Startup beginning. We consider a time when the system calls ContentProvider.onCreate a starting point for measurements. Why content provider? Simply because content providers are one of the first things written by the developer that is initialized in the app, even before the application class.

We also track the time since the process started using Process.getStartUptimeMillis. However, the majority of the app process initialization is not under the developer’s control, so counting the startup time from this point might be slightly redundant. Therefore, we rely on the former value in the scope of this blog post.

Startup end. Since we’re using a splash screen API it might come in handy while identifying when a startup is complete. It has a setKeepOnScreenCondition callback that is called when a splash screen is about to be closed. Under the hood, it’s just OnPreDrawListener. The most straightforward way to do it is shown below.

class HomeActivity : AppCompatActivity() {
  
  override fun onCreate(...) {
    val splashScreen = installSplashScreen()
    super.onCreate(...)

    splashScreen.setKeepOnScreenCondition {
      handler.postAtFrontOfQueue {
        reportStartupComplete()
      }
      false
    }
  }
}

We report the app startup time as a difference between the end and beginning points while a timestamp value for each of them is measured using SystemClock.uptimeMillis call.

If you would like to know more about what metrics to pick in order to measure the Android app startup time or how to identify a cold startup, we highly recommend checking this series of blog posts from Pierre-Yves Ricau: 1, 2, 3.

The issue?

Regardless of what metric is being used as a startup beginning, after analyzing the reported data we’ve noticed that the app reported a bunch of enormously large values (e.g. in some cases the app reported startup to take minutes, hours, or even days). As it turns out, in some cases, the app process might be started way before the user clicks on the app icon to launch the app.

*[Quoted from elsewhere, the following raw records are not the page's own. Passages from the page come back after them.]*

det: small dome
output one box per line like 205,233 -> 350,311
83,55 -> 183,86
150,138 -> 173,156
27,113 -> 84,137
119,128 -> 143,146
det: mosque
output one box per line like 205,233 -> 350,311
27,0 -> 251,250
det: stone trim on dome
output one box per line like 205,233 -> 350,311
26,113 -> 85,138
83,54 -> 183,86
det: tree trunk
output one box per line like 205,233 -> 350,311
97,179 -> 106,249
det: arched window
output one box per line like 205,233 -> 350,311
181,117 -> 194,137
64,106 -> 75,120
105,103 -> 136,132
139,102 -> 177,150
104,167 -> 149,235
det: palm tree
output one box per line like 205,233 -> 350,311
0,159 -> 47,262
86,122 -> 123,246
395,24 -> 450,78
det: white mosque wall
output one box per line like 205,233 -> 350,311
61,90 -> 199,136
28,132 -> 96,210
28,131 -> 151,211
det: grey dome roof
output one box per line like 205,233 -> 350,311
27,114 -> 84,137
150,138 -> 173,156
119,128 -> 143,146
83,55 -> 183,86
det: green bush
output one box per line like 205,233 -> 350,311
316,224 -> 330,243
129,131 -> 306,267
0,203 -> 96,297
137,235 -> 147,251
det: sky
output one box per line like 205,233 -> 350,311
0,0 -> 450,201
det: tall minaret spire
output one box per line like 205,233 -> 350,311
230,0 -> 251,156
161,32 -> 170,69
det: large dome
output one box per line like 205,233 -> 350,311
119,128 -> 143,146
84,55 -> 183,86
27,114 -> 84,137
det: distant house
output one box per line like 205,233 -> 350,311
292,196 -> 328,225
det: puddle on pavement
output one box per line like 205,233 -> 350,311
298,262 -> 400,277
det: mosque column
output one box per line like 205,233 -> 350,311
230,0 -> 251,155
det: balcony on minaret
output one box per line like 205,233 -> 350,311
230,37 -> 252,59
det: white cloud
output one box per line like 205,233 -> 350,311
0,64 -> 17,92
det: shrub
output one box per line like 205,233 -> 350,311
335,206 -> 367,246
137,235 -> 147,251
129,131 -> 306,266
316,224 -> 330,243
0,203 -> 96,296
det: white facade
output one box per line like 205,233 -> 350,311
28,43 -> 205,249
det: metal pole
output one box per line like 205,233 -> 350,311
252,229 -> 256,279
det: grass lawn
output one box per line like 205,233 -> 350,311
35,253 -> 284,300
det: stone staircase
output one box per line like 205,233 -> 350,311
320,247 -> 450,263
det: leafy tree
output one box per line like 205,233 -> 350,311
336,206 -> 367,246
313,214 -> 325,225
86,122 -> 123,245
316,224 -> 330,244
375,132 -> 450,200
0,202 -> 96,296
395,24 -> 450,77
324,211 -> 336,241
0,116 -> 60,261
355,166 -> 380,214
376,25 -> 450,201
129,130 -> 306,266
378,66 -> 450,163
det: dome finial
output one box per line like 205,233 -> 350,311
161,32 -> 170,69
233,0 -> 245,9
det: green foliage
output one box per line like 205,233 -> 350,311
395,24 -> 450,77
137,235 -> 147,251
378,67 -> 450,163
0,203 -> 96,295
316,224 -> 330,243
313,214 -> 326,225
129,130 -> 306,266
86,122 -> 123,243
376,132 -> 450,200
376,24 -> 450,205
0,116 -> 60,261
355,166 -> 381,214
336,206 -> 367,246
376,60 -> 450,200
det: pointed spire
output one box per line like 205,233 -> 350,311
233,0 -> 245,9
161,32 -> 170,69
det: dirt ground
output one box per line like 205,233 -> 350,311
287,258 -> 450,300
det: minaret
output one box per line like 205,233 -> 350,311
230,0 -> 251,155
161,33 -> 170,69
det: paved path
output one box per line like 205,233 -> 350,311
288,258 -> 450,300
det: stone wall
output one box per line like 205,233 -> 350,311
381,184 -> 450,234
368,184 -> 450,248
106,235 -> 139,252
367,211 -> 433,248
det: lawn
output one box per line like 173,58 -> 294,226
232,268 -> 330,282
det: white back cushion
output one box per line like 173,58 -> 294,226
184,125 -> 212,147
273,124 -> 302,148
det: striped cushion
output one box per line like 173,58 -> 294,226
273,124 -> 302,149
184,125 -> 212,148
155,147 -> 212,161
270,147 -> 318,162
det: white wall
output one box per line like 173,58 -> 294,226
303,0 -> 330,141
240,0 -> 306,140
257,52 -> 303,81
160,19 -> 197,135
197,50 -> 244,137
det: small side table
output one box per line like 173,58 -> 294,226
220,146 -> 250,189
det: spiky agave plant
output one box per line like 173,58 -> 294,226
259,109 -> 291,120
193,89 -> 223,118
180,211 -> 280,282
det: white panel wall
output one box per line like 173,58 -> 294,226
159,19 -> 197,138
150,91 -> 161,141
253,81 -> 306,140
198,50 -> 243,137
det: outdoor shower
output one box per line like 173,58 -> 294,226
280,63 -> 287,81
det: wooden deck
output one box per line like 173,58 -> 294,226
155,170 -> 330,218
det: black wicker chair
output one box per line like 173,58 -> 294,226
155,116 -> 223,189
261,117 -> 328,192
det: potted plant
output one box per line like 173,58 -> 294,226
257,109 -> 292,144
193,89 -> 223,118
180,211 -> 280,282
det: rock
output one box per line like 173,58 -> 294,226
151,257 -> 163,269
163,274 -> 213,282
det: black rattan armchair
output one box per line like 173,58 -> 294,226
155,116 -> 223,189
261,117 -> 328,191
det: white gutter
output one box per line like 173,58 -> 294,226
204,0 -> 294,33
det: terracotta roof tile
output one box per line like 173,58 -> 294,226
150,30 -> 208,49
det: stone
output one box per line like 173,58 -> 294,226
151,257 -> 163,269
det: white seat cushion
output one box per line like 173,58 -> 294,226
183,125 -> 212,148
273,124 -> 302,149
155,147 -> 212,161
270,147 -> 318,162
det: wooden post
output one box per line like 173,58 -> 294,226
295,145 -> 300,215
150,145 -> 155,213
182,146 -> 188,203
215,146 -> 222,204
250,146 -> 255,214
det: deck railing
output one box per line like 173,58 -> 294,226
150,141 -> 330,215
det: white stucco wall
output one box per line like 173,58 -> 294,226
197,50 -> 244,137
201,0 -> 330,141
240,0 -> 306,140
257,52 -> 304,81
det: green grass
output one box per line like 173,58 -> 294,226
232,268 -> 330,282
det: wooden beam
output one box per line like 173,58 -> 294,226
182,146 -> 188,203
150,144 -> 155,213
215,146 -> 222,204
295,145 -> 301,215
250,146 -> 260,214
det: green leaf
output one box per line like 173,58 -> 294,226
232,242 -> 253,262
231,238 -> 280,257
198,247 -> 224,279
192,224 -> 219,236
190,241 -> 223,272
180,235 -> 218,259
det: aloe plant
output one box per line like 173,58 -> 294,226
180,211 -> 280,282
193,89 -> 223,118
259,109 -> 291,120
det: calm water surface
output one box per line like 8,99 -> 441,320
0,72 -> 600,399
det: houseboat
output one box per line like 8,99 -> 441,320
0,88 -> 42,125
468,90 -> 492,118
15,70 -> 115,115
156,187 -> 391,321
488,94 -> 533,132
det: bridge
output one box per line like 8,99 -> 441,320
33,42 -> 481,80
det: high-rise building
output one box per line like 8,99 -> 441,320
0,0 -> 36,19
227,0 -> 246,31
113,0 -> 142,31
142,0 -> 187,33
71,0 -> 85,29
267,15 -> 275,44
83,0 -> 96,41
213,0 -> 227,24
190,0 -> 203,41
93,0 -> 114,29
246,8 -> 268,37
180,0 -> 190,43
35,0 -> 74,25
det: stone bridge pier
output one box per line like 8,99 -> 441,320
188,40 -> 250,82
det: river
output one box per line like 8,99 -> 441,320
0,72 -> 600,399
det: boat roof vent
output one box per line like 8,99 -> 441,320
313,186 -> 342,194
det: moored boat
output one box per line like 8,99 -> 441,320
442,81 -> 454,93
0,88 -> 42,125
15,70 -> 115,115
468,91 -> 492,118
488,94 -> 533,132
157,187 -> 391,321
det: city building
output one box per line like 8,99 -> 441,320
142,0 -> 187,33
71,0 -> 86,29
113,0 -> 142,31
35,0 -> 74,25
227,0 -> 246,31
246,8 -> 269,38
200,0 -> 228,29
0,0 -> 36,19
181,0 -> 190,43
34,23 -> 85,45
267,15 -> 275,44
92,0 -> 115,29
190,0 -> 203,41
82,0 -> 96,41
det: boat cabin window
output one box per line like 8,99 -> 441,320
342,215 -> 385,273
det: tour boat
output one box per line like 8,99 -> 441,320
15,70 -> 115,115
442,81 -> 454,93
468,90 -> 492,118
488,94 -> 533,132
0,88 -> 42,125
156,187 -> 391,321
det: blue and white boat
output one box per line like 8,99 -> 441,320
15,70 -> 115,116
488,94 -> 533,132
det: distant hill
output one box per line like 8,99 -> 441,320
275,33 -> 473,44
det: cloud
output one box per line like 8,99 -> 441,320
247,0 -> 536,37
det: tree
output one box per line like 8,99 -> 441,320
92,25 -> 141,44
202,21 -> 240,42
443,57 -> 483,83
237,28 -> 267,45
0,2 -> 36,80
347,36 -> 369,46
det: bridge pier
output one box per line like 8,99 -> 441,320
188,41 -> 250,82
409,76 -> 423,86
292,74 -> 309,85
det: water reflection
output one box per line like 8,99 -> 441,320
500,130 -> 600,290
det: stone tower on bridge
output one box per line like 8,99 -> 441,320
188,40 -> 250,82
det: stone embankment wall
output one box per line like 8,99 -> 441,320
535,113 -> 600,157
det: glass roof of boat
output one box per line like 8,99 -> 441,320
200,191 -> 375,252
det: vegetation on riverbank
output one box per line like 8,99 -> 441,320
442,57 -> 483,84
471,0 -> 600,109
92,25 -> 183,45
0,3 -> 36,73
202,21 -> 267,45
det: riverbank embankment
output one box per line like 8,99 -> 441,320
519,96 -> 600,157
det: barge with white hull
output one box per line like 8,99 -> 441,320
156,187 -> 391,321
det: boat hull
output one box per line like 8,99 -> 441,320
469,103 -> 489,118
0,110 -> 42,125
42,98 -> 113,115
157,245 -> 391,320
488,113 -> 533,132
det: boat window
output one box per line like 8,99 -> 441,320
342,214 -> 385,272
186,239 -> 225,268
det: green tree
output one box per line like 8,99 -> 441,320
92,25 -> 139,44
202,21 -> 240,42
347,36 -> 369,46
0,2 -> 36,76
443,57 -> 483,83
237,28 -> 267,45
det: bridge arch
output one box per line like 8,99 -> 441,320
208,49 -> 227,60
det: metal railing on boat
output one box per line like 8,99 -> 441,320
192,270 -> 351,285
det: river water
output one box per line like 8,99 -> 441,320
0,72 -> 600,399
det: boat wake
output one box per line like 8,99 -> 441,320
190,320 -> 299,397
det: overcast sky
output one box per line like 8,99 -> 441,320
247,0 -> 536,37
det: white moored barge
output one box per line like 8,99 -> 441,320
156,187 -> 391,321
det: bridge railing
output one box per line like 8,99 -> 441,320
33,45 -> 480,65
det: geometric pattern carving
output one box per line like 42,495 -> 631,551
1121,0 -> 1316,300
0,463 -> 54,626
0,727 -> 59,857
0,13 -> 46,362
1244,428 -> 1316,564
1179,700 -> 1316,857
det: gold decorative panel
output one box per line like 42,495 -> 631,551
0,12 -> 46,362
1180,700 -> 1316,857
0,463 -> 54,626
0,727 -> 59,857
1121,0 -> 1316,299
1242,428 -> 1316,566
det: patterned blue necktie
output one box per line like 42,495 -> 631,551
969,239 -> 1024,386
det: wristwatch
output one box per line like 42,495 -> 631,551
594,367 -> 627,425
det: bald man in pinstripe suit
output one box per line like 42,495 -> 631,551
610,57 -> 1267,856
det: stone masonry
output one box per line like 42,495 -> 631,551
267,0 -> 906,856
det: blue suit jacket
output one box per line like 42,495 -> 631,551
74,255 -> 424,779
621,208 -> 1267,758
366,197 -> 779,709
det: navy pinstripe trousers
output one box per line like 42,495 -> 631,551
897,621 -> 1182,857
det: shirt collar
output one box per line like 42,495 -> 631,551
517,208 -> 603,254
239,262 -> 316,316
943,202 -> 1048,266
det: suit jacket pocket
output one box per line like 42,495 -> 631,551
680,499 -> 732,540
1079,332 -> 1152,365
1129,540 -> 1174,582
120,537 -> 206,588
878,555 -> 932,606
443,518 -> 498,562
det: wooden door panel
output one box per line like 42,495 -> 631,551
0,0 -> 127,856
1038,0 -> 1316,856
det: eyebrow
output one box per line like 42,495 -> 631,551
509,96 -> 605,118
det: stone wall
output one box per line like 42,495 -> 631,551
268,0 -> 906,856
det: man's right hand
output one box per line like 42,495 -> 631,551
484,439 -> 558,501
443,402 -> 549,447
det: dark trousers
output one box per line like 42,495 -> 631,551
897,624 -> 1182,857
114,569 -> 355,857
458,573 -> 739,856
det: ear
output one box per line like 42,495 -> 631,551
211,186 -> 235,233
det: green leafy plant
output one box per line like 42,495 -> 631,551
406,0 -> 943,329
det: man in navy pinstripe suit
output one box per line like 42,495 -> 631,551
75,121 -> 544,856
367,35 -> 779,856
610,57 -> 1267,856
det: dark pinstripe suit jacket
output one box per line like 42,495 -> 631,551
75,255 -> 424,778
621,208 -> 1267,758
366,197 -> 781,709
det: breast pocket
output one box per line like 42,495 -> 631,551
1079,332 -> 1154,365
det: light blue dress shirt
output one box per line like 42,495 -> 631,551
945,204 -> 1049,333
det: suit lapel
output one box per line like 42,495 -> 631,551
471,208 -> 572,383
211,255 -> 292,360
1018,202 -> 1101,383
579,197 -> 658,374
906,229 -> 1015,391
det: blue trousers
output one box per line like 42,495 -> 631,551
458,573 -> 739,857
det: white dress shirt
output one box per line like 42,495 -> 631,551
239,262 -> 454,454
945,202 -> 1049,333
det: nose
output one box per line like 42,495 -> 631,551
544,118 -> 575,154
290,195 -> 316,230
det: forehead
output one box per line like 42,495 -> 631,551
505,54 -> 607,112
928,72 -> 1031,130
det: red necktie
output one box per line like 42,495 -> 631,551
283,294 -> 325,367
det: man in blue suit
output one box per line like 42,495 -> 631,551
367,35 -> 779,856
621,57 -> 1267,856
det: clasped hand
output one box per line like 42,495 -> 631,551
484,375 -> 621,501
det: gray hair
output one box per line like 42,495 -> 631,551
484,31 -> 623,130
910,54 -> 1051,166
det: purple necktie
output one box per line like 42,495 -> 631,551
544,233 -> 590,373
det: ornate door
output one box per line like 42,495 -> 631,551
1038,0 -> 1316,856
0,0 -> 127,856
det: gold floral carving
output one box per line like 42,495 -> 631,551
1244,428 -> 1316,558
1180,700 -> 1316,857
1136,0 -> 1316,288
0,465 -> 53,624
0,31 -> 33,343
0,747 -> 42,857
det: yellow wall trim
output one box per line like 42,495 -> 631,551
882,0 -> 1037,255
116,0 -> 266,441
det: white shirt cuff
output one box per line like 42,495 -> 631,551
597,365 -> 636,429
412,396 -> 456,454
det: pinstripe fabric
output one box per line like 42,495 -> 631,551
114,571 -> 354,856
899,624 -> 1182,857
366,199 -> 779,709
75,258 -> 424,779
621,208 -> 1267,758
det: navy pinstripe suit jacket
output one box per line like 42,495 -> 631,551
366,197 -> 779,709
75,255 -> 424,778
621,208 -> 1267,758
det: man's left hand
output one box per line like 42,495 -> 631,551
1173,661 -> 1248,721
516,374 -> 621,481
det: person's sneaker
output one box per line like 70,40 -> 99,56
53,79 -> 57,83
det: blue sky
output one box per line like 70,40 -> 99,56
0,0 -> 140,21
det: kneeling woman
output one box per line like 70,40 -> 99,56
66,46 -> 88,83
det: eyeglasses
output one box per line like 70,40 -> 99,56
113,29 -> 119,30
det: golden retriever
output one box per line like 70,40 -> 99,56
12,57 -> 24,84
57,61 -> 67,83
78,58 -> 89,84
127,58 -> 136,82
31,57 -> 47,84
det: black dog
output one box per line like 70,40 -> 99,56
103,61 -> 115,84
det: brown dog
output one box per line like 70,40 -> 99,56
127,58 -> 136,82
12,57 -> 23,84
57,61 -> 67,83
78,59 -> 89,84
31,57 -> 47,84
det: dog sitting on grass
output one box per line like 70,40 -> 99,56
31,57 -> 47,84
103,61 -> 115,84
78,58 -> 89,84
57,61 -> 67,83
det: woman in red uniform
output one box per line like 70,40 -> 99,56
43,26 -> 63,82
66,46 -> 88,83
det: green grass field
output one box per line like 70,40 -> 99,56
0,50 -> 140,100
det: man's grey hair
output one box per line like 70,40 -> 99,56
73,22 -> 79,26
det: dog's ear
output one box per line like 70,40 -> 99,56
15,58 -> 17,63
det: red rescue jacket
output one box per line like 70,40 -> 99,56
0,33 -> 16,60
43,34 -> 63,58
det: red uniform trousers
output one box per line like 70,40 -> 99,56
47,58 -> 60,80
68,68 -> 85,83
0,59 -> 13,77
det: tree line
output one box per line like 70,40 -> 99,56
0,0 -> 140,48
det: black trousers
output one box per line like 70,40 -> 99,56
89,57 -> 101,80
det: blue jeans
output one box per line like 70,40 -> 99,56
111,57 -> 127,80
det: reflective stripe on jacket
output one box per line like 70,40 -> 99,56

After analyzing the source code of existing startup monitoring solutions on Android like Firebase, we can see this issue is handled by simply ignoring any value that is greater than 60 seconds. Therefore, we followed a similar approach.

Verifying the data

But how can we confirm that filtering out all values greater than 60 seconds will keep the reported metrics precise?

What helped us to verify it is the fact we‘re running a startup A/B test in 2 iterations. The reader might remember, the first change we made was removing a custom splash animation that takes roughly 1 second. This was the only change for the first iteration of the experiment and it provided a static difference in startup time between the control and treatment.

We analyzed the reported metrics while filtering out all the values greater than 60 seconds. By doing so we observed a static 1-second difference at each percentile between experiment groups. On the other hand, when the filtering was not applied, the difference was growing noticeably the closer we moved to the 99th percentile. Therefore, we confirmed that filtering out values greater than 60 seconds produces the correct result.

Learnings

There are multiple reasons why the startup process of the app might be slowed down. It’s important to start the improvement with those tasks that require the least effort and produce the maximum result. When moving to the other side of the equation, it’s always important to evaluate each step and see if it is worth the effort as compared to the possible improvement it provides.

Due to the significant difference in performance metrics between before and after states, this project helped to ignite interest in other areas of mobile performance and developer productivity both on Android and iOS platforms at Turo.

While improving startup time is a challenging task, measuring it brings its own additional challenge. There is no simple API on Android that would provide it. Finding a proper way to report startup metrics requires trial and error while testing every idea or hypothesis is slowed down by the product release process and its gradual rollout to the users.

In many cases, engineering faces a conflict between allocating time and resources either on product work or performance optimization. However, treating performance as a standalone product feature is inevitable for its success.